54 00:07:29.450 ⇒ 00:07:45.549 Kaela Gallagher: Because we are a consultancy and we work with clients, communication is super important to us, somebody that can hop on calls with clients, understand needs, and communicate, really technical concepts in a way that makes sense. Yeah.
55 00:07:45.760 ⇒ 00:08:00.859 Kaela Gallagher: And then we would probably have you on, like, two to three clients at a time, so being able to contact switch and kind of move back and forth easily is really important to us, too. Right now, we’re fully remote as a company, but
56 00:08:00.860 ⇒ 00:08:08.150 Kaela Gallagher: Our CEO is based in Austin, so we would love to have an engineer in Austin.
57 00:08:08.510 ⇒ 00:08:11.100 Kaela Gallagher: Just for occasional, like, in-person meetups.
58 00:08:11.240 ⇒ 00:08:12.250 Kaela Gallagher: Yep.
59 00:08:12.920 ⇒ 00:08:17.969 Kaela Gallagher: And yeah, that’s kind of the overview. Any other questions that I can help answer?
60 00:08:18.170 ⇒ 00:08:28.230 Indu Gaddam: So, can I know, like, so what will be the process of this, interview, and can I expect the next call? So, yeah.
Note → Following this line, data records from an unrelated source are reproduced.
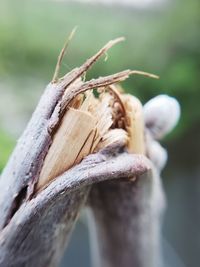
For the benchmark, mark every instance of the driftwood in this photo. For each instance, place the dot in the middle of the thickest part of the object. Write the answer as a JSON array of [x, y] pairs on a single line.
[[36, 226], [124, 222]]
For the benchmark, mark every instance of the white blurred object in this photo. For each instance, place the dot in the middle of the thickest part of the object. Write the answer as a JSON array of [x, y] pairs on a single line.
[[161, 115], [156, 153]]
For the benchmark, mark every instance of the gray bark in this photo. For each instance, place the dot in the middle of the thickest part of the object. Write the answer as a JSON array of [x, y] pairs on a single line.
[[34, 228], [39, 230], [124, 222]]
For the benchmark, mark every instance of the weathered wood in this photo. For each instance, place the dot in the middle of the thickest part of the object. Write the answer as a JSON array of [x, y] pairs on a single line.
[[22, 171], [124, 222], [36, 225]]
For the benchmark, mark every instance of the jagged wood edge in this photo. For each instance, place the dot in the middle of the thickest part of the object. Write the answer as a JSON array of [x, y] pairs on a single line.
[[22, 170]]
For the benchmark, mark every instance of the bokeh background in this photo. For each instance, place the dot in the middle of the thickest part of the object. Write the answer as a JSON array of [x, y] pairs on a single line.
[[162, 37]]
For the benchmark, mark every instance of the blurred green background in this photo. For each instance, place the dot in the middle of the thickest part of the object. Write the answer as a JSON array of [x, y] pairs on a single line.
[[162, 38]]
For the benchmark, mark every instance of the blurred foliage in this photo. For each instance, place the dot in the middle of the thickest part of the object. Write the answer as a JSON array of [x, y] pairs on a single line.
[[162, 40]]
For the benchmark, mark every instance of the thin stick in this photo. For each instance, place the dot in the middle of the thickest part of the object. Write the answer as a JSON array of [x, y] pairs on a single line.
[[62, 54], [147, 74]]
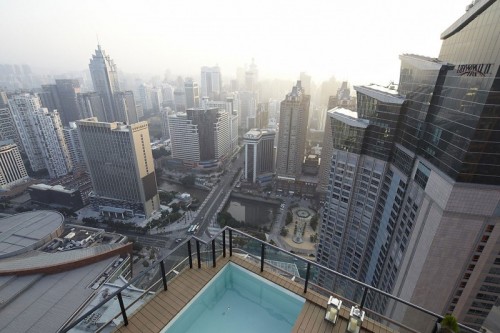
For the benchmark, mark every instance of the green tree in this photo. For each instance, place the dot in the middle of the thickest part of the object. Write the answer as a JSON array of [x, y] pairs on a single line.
[[314, 222]]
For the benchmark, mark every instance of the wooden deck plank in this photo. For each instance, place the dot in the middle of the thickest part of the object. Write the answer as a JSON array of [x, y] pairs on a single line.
[[162, 308]]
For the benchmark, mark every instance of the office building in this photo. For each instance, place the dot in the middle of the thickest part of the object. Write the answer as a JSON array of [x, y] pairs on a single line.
[[343, 100], [7, 126], [294, 112], [67, 91], [48, 128], [41, 134], [259, 155], [262, 115], [179, 100], [126, 110], [145, 97], [200, 137], [105, 80], [90, 105], [211, 82], [248, 108], [165, 132], [230, 106], [251, 77], [12, 170], [120, 163], [156, 101], [424, 223], [74, 147], [192, 94], [184, 138]]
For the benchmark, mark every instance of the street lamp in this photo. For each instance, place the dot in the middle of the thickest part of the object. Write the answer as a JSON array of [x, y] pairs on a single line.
[[332, 309], [356, 317]]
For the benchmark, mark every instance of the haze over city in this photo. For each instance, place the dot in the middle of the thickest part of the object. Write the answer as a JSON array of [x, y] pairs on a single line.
[[357, 41], [281, 166]]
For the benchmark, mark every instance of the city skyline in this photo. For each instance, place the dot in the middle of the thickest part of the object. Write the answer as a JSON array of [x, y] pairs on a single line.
[[175, 37]]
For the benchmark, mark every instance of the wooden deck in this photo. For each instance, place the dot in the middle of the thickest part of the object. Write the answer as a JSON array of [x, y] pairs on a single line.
[[158, 312]]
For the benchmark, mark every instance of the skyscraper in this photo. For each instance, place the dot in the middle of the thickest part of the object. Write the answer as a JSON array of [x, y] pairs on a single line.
[[105, 80], [12, 170], [7, 127], [200, 135], [294, 112], [41, 135], [125, 107], [211, 83], [67, 91], [192, 93], [259, 155], [230, 105], [74, 147], [91, 105], [165, 132], [121, 167], [417, 214]]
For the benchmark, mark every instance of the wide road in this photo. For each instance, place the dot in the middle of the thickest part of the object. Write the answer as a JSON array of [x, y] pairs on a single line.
[[208, 213]]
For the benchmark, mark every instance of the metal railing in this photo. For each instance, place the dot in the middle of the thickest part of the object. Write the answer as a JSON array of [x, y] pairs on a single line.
[[207, 252]]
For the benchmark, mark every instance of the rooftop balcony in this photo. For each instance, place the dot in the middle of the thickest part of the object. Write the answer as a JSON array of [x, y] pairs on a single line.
[[180, 276]]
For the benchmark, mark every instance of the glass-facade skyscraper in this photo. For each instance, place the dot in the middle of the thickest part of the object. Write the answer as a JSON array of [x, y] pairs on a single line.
[[413, 200]]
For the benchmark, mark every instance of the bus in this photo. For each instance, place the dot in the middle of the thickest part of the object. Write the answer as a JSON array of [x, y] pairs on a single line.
[[193, 228]]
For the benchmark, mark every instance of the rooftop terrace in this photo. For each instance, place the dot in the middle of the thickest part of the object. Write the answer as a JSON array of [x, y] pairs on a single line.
[[185, 271]]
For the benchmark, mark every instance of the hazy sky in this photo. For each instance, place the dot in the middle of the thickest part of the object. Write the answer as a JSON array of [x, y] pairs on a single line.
[[355, 40]]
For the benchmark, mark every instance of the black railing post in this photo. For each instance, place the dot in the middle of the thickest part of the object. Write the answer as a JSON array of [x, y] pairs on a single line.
[[224, 243], [262, 253], [190, 255], [122, 307], [307, 277], [230, 243], [164, 278], [363, 299], [437, 326], [213, 252], [198, 254]]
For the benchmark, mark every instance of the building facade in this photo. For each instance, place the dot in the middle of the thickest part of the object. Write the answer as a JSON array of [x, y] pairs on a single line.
[[104, 75], [126, 111], [421, 219], [12, 170], [120, 163], [294, 112], [200, 137], [41, 135], [8, 129], [74, 146], [211, 82], [259, 155], [90, 105], [192, 93]]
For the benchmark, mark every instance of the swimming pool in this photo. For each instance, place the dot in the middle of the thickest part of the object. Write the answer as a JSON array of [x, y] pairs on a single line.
[[237, 300]]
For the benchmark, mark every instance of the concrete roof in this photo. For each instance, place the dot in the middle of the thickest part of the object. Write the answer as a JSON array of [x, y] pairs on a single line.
[[37, 303], [23, 232]]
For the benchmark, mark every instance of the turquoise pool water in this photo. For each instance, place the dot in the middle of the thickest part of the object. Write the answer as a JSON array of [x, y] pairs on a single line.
[[237, 300]]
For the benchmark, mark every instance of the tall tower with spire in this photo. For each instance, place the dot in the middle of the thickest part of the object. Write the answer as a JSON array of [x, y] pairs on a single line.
[[105, 80]]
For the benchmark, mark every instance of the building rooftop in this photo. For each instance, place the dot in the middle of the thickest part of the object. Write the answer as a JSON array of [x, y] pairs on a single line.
[[348, 117], [381, 93], [48, 272], [185, 278], [24, 232]]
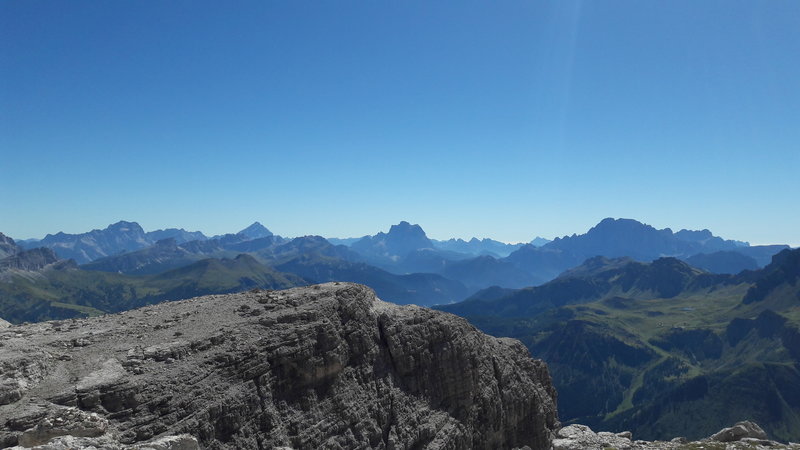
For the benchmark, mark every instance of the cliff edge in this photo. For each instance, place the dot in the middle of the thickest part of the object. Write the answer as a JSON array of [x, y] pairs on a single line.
[[327, 366]]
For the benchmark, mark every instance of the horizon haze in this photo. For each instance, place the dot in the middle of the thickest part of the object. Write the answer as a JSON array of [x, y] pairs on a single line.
[[505, 121]]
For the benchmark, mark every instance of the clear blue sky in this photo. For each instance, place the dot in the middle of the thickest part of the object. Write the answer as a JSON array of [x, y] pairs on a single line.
[[505, 119]]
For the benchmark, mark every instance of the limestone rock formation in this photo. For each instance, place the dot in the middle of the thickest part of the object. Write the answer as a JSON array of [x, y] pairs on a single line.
[[742, 436], [327, 366]]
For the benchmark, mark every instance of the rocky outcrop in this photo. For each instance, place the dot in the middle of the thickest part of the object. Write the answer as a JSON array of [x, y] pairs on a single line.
[[327, 366], [743, 435]]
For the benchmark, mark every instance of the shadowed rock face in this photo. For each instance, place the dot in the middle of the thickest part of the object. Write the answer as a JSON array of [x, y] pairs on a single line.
[[327, 366]]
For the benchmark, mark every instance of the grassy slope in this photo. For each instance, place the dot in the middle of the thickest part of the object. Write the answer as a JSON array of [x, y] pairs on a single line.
[[656, 396]]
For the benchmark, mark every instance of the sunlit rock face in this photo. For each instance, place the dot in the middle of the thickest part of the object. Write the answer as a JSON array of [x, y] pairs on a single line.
[[327, 366]]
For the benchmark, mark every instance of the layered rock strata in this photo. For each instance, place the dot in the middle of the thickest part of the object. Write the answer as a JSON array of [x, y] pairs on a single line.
[[327, 366]]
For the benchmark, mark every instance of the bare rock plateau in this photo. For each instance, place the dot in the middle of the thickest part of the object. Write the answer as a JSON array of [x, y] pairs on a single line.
[[326, 366]]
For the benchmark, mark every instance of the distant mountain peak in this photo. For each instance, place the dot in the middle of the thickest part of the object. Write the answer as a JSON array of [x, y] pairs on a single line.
[[125, 226], [256, 230], [405, 227]]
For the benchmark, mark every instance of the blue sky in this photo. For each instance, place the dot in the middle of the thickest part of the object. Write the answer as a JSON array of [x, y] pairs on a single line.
[[502, 119]]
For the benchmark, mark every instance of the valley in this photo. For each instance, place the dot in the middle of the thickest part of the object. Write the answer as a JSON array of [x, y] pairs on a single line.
[[636, 337]]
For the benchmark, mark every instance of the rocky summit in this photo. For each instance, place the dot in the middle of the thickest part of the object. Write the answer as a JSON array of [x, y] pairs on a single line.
[[744, 435], [326, 366]]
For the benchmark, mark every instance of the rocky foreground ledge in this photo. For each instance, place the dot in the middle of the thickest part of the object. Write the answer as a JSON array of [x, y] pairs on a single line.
[[742, 436], [327, 366]]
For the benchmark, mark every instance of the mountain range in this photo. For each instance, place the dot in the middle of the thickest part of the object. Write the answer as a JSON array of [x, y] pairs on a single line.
[[660, 348], [643, 329]]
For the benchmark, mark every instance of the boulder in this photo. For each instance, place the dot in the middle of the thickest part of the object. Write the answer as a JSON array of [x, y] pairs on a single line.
[[739, 431]]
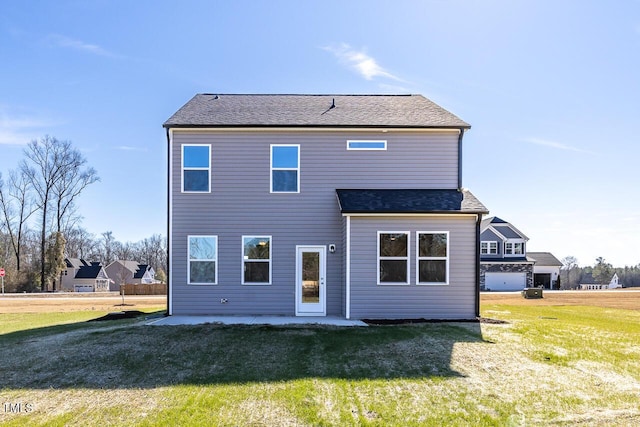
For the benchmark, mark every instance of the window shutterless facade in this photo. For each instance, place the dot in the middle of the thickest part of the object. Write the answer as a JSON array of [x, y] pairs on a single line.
[[256, 260], [367, 145], [489, 248], [196, 168], [285, 168], [202, 258], [393, 258], [432, 258]]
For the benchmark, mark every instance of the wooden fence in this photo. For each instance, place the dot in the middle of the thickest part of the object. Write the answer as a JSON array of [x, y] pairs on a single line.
[[145, 289]]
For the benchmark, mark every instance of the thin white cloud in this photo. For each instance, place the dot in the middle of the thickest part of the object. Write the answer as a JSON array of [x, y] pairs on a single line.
[[20, 130], [361, 62], [69, 43], [129, 148], [556, 145]]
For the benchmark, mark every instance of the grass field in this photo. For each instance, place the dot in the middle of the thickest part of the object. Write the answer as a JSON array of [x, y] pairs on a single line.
[[540, 363]]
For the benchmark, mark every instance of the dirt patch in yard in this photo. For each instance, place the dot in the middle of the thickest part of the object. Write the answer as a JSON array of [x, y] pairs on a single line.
[[628, 299]]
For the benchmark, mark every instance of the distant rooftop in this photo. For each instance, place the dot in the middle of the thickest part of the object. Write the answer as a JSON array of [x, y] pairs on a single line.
[[392, 111]]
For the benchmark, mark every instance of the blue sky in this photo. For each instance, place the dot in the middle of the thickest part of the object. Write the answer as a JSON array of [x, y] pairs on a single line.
[[551, 89]]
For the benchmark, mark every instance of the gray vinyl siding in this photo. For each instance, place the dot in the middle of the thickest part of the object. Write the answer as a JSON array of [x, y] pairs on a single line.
[[453, 301], [240, 203], [490, 236]]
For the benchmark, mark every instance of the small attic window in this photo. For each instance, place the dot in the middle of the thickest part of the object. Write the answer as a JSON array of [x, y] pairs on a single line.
[[367, 145]]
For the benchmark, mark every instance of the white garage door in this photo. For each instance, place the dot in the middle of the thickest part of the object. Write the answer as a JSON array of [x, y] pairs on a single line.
[[505, 281]]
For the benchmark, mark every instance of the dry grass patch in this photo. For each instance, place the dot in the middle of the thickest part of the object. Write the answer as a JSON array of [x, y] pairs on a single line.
[[546, 365]]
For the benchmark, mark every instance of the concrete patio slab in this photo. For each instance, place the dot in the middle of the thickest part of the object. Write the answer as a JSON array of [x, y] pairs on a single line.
[[255, 320]]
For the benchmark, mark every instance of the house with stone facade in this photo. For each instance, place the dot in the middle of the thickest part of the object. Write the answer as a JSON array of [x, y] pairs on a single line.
[[80, 275], [505, 263]]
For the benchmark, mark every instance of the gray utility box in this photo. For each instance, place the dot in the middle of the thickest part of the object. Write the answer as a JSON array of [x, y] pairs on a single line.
[[532, 292]]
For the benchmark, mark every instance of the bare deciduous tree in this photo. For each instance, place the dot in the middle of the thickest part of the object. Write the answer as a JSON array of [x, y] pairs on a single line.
[[49, 163], [16, 205]]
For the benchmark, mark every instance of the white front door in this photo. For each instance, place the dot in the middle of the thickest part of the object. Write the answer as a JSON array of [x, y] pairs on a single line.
[[310, 281]]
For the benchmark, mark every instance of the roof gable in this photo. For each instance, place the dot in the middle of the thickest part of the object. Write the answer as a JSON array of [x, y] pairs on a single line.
[[235, 110], [501, 228]]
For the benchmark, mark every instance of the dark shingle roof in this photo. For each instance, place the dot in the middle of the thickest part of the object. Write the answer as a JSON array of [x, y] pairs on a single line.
[[89, 271], [408, 201], [545, 258], [142, 269], [394, 111]]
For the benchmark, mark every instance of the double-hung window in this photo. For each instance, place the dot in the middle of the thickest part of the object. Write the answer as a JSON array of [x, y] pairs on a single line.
[[513, 248], [285, 168], [393, 257], [196, 168], [433, 258], [256, 260], [203, 260], [489, 248]]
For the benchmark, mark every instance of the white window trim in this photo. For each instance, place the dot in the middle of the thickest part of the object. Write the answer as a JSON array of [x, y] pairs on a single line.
[[269, 261], [405, 258], [189, 260], [419, 258], [350, 148], [271, 169], [489, 243], [182, 168], [511, 242]]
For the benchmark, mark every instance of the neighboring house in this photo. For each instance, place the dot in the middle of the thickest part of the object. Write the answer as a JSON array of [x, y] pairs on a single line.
[[588, 283], [124, 272], [546, 270], [504, 265], [315, 205], [82, 276]]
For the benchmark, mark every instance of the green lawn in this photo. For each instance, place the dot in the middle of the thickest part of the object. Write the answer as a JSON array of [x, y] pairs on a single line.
[[543, 365]]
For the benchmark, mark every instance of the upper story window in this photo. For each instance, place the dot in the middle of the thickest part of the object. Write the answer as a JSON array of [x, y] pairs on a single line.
[[203, 260], [256, 260], [393, 258], [513, 248], [285, 168], [433, 258], [366, 145], [489, 248], [196, 168]]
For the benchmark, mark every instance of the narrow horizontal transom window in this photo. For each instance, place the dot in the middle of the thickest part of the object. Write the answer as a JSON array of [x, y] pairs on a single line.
[[285, 168], [203, 260], [393, 257], [256, 260], [366, 145], [433, 258], [196, 168]]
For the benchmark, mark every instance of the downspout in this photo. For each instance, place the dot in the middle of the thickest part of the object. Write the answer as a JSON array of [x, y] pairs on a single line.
[[168, 272], [478, 222], [460, 158]]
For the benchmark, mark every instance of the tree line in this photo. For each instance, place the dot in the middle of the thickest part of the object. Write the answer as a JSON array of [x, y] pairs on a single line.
[[572, 275], [40, 225]]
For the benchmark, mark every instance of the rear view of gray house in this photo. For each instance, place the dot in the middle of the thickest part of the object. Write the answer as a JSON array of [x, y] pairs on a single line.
[[315, 205]]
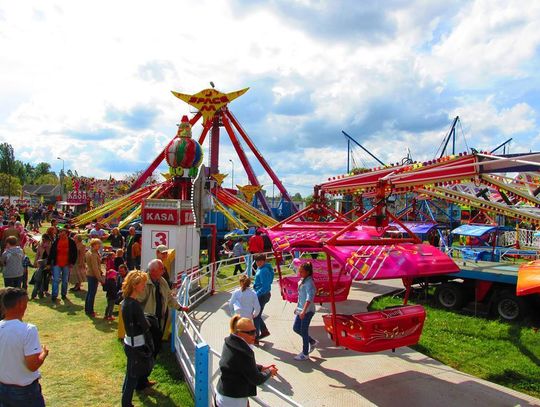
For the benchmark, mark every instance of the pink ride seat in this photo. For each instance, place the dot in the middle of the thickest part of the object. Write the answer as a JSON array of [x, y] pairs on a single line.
[[342, 285], [378, 330]]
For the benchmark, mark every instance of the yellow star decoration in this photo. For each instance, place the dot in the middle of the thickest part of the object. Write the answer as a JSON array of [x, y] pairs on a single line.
[[219, 178], [209, 101]]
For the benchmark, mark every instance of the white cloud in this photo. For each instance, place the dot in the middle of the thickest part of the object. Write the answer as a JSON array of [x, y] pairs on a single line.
[[490, 39], [66, 65]]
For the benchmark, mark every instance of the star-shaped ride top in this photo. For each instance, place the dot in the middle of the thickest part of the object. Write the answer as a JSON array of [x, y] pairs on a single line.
[[209, 101]]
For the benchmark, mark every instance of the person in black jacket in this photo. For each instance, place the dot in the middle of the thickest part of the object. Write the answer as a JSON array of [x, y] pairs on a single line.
[[136, 340], [240, 374], [62, 257]]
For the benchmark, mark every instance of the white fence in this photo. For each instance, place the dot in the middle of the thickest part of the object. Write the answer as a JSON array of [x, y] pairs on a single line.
[[193, 353]]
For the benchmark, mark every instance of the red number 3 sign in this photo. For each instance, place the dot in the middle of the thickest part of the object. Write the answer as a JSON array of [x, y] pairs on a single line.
[[159, 237]]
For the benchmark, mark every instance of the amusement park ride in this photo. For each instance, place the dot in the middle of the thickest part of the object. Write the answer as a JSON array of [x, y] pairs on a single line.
[[359, 245]]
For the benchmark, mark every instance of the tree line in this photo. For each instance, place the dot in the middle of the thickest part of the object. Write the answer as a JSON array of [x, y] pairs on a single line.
[[15, 173]]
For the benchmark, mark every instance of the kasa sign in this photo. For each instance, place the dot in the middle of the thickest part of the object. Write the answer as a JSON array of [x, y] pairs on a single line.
[[160, 216]]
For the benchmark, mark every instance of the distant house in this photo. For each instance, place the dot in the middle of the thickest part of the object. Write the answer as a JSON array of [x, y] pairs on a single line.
[[46, 193]]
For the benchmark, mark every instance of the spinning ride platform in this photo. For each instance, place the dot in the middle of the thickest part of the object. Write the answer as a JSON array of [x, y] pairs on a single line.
[[336, 376]]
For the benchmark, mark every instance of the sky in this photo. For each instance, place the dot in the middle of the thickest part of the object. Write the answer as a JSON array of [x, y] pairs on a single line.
[[90, 82]]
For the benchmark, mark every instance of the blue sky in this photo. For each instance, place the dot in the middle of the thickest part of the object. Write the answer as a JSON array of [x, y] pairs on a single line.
[[90, 82]]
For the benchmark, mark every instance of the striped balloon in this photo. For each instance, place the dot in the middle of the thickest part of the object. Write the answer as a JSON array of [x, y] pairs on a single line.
[[184, 153]]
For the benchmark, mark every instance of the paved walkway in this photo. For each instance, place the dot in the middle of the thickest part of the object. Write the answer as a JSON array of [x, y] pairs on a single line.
[[336, 376]]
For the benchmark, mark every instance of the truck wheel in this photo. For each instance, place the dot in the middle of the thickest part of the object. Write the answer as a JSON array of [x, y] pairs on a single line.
[[450, 295], [509, 307]]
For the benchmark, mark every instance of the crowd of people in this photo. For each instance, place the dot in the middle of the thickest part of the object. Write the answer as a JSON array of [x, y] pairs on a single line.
[[240, 374], [63, 257]]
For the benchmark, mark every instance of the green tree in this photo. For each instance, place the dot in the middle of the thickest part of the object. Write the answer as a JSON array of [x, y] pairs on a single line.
[[9, 185], [46, 179], [42, 169]]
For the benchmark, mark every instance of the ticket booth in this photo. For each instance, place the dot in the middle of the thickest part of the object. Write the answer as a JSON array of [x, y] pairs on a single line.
[[170, 222]]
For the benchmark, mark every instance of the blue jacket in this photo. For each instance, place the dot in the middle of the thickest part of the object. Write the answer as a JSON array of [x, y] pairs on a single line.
[[263, 279]]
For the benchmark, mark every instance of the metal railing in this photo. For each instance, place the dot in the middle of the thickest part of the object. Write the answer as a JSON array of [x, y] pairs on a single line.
[[192, 351]]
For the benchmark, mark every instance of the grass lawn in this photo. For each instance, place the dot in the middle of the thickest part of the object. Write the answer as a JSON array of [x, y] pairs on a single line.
[[86, 363], [503, 353]]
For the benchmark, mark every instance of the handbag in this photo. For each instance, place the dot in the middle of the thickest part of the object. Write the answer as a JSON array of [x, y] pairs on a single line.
[[142, 359], [141, 362]]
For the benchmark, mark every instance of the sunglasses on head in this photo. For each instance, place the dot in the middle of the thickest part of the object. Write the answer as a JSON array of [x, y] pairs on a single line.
[[251, 333]]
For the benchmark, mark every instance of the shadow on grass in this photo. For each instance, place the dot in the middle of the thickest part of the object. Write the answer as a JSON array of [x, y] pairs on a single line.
[[168, 374], [64, 306], [516, 380], [514, 335], [104, 326]]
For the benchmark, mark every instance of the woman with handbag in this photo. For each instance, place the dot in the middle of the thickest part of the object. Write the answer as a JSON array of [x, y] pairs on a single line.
[[138, 345]]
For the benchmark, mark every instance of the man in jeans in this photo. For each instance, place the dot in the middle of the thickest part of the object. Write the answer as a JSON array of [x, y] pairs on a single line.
[[62, 257], [262, 286], [21, 354], [12, 259]]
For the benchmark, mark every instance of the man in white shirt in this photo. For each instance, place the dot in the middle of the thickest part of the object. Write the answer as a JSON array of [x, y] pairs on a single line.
[[21, 354]]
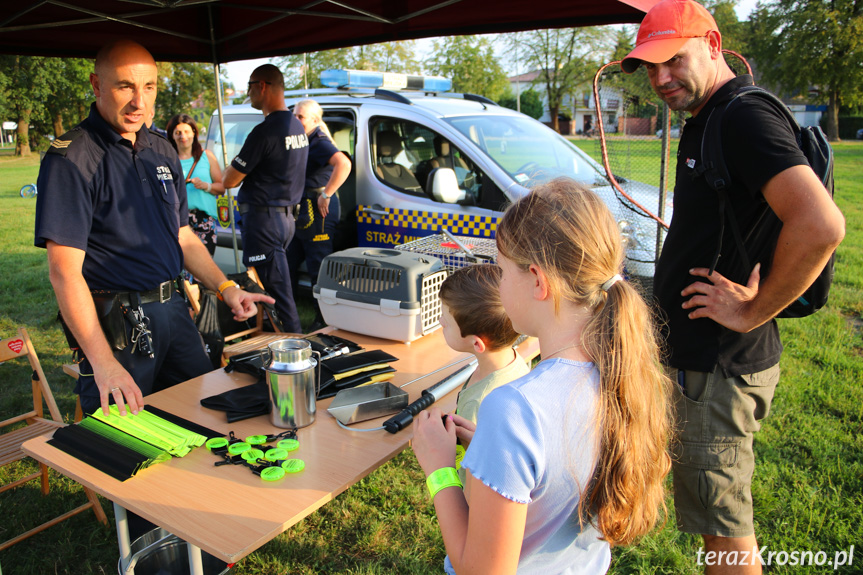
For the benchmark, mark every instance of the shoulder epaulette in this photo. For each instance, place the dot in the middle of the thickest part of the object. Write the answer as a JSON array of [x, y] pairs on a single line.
[[61, 145]]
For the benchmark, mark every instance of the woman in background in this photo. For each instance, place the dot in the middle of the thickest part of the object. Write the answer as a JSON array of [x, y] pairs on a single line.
[[203, 178], [326, 170]]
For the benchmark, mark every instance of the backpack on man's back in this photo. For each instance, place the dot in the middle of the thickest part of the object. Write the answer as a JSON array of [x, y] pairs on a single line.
[[765, 232]]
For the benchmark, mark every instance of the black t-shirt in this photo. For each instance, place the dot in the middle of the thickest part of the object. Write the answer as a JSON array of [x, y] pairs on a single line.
[[758, 144], [120, 204], [274, 160], [318, 169]]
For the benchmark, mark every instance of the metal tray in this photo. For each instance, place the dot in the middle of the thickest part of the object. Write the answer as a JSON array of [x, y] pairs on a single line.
[[367, 402]]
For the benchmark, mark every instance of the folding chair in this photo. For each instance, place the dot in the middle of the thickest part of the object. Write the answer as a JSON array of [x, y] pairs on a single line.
[[11, 441]]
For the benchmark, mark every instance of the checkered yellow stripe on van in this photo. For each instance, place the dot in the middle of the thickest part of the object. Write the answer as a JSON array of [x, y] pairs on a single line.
[[458, 224]]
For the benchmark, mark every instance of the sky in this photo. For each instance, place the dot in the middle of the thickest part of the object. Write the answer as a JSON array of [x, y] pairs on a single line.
[[239, 72]]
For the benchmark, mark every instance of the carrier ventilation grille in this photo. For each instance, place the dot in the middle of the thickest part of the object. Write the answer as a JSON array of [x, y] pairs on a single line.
[[363, 279], [431, 308]]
61 00:08:28.490 ⇒ 00:08:42.699 Kaela Gallagher: Yeah, so the process will be 3 steps after this. One is kind of an intro and overview of your experience. The second is more technical. No, like, live coding or anything, but really diving into technical concepts.
62 00:08:42.700 ⇒ 00:08:53.869 Kaela Gallagher: And then the third one, we would give you a take-home challenge ahead of the panel, and you would bring a solution to the panel and present it like you were to, a client.
63 00:08:53.870 ⇒ 00:09:07.849 Kaela Gallagher: So, that’s the overview of our process. For each round, we would send, like, a booking link to you, so, the quicker you schedule those, then the quicker we can move along.
64 00:09:07.930 ⇒ 00:09:21.639 Kaela Gallagher: And then in terms of feedback, I have quite a few calls over the next few days, so I would say you can probably hear back from me, like, early next week on, next steps and if we’re moving forward.
65 00:09:22.130 ⇒ 00:09:23.560 Indu Gaddam: Sure, thank you.
66 00:09:23.560 ⇒ 00:09:27.840 Kaela Gallagher: Okay, okay, awesome. Yeah, any other questions that I can help answer?
67 00:09:27.840 ⇒ 00:09:30.129 Indu Gaddam: I think I’m good, thank you.
68 00:09:30.360 ⇒ 00:09:35.569 Kaela Gallagher: Okay, alright, awesome. Well, thanks so much for your time today, I appreciate it. It was great meeting you.
69 00:09:36.110 ⇒ 00:09:38.330 Indu Gaddam: You too. Alrighty, a good one.
70 00:09:38.330 ⇒ 00:09:39.870 Kaela Gallagher: You too. Bye.